Lo stesso approccio “estetico” guida Strand anche nella sua originale lettura dell’opera di Hopper. “I dipinti di Hopper – scrive nella premessa –  non sono documenti sociali, né allegorie dell’infelicità o di altre condizioni che possono essere applicate con altrettanta imprecisione alle caratteristiche psicologiche degli americani”. Le figure dei suoi quadri non sono rappresentazioni di una realtà determinata, non vivono in uno spazio e in un tempo definibiti. Il loro spazio è solo virtuale. Sono come colti nell’interstizio tra due tempi, “a time between times”, in una “still life”, appunto, dove improssivamente il tempo viene a mancare e si resta avvolti in una “amazing stillness”, in una sorprendente quiete, in attesa che qualcosa avvenga, “come se una rivelazione fosse a portata di mano”. L’annunciazione non avviene o, se avviene, è contemplata solo da coloro che sono all’interno del quadro. I dipinti di Bailey e di Hopper, come quelli di de Chirico, si offrono dunque allo sguardo dell’osservatore come un enigma.

Come queste tele, anche la poesia di Strand è una poesia di domande più che di risposte, che non ha il compito di cambiare il mondo né di comunicare nessuna verità teologica, ideologica o etica.  Non è una poesia confessionale né sentimentale: l’io lirico sembra addirittura abdicare a se stesso, annullandosi continuamente anche e soprattutto nell’uso prevedibile e canonico di certa lingua poetica: ogni luogo comune della dizione poetica viene sempre accuratamente evitato e la lingua, sorvegliatissima, ne esce essiccata, rastremata.

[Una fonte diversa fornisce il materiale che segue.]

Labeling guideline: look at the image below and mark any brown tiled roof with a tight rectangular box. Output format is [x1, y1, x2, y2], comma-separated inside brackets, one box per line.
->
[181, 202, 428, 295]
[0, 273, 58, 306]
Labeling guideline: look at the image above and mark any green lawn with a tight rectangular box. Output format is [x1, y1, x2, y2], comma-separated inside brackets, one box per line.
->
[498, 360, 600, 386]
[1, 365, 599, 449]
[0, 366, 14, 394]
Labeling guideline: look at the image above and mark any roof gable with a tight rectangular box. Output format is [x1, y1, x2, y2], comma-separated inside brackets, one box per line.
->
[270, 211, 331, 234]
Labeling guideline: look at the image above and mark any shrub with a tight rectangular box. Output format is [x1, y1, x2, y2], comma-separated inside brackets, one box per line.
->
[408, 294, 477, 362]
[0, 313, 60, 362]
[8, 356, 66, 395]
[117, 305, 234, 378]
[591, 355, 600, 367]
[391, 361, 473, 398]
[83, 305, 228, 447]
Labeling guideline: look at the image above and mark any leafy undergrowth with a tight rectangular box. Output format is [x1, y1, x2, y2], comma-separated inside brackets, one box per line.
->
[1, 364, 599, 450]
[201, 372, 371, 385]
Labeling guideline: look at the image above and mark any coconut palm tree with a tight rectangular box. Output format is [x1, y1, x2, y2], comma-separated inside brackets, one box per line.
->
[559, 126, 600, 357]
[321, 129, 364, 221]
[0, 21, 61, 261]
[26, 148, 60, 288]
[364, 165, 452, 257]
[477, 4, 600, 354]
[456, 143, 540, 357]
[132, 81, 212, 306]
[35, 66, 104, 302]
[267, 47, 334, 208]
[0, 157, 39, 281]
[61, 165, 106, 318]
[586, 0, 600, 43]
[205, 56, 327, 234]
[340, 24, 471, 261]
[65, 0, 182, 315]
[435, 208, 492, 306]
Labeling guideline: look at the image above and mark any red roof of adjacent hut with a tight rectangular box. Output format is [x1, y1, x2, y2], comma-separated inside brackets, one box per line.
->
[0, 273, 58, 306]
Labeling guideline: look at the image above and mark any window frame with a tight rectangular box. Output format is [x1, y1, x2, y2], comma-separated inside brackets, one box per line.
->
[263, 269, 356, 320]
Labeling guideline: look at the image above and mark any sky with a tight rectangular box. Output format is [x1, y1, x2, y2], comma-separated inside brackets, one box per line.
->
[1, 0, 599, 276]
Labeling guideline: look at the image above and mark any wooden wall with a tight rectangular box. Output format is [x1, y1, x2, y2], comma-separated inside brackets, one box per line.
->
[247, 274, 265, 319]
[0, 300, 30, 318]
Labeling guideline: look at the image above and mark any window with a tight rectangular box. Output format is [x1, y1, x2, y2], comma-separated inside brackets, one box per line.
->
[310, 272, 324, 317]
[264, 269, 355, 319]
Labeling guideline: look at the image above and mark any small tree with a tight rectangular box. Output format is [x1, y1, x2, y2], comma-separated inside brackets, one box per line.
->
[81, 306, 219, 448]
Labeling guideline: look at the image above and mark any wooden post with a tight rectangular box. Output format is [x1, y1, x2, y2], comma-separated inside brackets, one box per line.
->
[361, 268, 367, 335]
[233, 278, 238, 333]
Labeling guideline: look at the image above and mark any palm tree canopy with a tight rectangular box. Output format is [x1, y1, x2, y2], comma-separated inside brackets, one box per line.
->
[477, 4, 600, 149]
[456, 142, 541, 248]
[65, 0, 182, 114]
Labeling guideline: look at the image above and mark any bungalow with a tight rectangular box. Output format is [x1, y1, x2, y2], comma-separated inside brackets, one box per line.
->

Eppure la situazione umana balza evidente in tutte le sue implicazioni. È una poetica quella di Strand che vuole guardare in faccia la vita e la morte con la “discretion” disillusa e l’acre ironia della tradizione scettica. La poesia di Strand ferma la vita su un palcoscenico silenzioso e ci costringe ad osservarla nella sua nullità, con occhi asciutti. E proprio lì, sul palcoscenico autonomo della sua rappresentazione, nella ricerca ininterrotta di una perfezione formale, la poesia trova le ragioni della propria legittimazione. Le riflessioni estetiche di Strand, che ricordano certe pagine dell’Angelo necessario del maestro Wallace Stevens (a cura di M. Bacigalupo, Se, 2000), e che si inseriscono nella tradizione dell’autonomia dell’arte che da Kant, attraverso Coleridge, permea l’estetica del novecento americano, non potevano essere più lontane dalle preoccupazioni di Siqueiros.